Tausende Menschen haben am Samstag in Kopenhagen gegen die Pläne des ehemaligen US-Präsidenten Donald Trump protestiert, Grönland unter amerikanische Kontrolle zu bringen. Die Demonstrationen folgten auf Trumps Warnung, Zölle gegen Länder zu verhängen, die sich seinen arktischen Ambitionen widersetzen, und unterstrichen die wachsenden Spannungen zwischen den Vereinigten Staaten und Europa.
Die Demonstranten versammelten sich vor dem Rathaus der dänischen Hauptstadt, schwenkten dänische und grönländische Flaggen und riefen „Kalaallit Nunaat“. Parallel fanden Kundgebungen in mehreren dänischen Städten sowie in Nuuk, der Hauptstadt Grönlands, statt. Organisatoren erklärten, Ziel sei es, die demokratischen Rechte der grönländischen Bevölkerung zu verteidigen.

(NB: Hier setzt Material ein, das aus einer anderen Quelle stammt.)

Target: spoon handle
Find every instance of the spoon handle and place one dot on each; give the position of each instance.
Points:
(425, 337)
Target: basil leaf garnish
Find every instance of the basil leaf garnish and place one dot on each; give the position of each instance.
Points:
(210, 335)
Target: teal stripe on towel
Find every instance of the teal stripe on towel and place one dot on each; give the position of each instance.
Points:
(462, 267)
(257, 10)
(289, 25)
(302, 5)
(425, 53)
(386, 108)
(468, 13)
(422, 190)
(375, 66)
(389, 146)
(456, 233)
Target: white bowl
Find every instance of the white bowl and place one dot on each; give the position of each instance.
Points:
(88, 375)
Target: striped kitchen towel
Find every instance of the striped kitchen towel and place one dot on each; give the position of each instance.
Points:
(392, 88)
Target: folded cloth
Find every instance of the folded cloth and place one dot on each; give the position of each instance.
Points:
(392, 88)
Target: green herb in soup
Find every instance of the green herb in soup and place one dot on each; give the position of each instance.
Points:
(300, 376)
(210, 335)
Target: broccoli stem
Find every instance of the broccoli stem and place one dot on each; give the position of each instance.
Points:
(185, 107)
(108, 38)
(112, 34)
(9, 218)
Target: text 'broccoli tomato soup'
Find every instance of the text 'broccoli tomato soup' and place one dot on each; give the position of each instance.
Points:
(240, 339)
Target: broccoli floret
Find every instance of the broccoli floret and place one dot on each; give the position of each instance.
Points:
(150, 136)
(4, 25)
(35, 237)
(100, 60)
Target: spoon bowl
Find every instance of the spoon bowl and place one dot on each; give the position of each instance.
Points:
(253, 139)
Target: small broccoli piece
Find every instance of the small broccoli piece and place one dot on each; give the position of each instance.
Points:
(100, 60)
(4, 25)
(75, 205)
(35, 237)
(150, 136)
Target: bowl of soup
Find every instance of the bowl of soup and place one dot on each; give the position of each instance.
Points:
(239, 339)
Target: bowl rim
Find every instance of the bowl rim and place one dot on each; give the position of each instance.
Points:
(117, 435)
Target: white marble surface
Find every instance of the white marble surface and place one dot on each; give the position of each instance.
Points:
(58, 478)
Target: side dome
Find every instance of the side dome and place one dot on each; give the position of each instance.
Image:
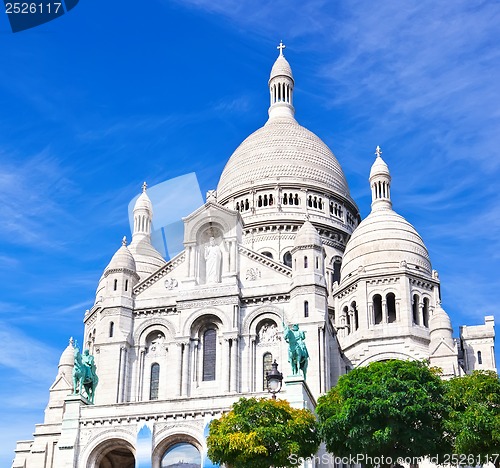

Trump betrachtet Grönland als strategisch unverzichtbar für die nationale Sicherheit der USA und hat wiederholt auch militärische Optionen nicht ausgeschlossen. Europäische Staaten reagierten mit der Entsendung kleiner militärischer Kontingente auf die Insel, um Dänemark zu unterstützen und ein politisches Signal zu setzen.
Beobachter sehen in den Protesten ein Zeichen wachsender Sorge über eine mögliche Eskalation in der Arktis. Der Konflikt um Grönland könnte zu einem Prüfstein für die Stabilität transatlantischer Beziehungen und die Achtung des Völkerrechts werden.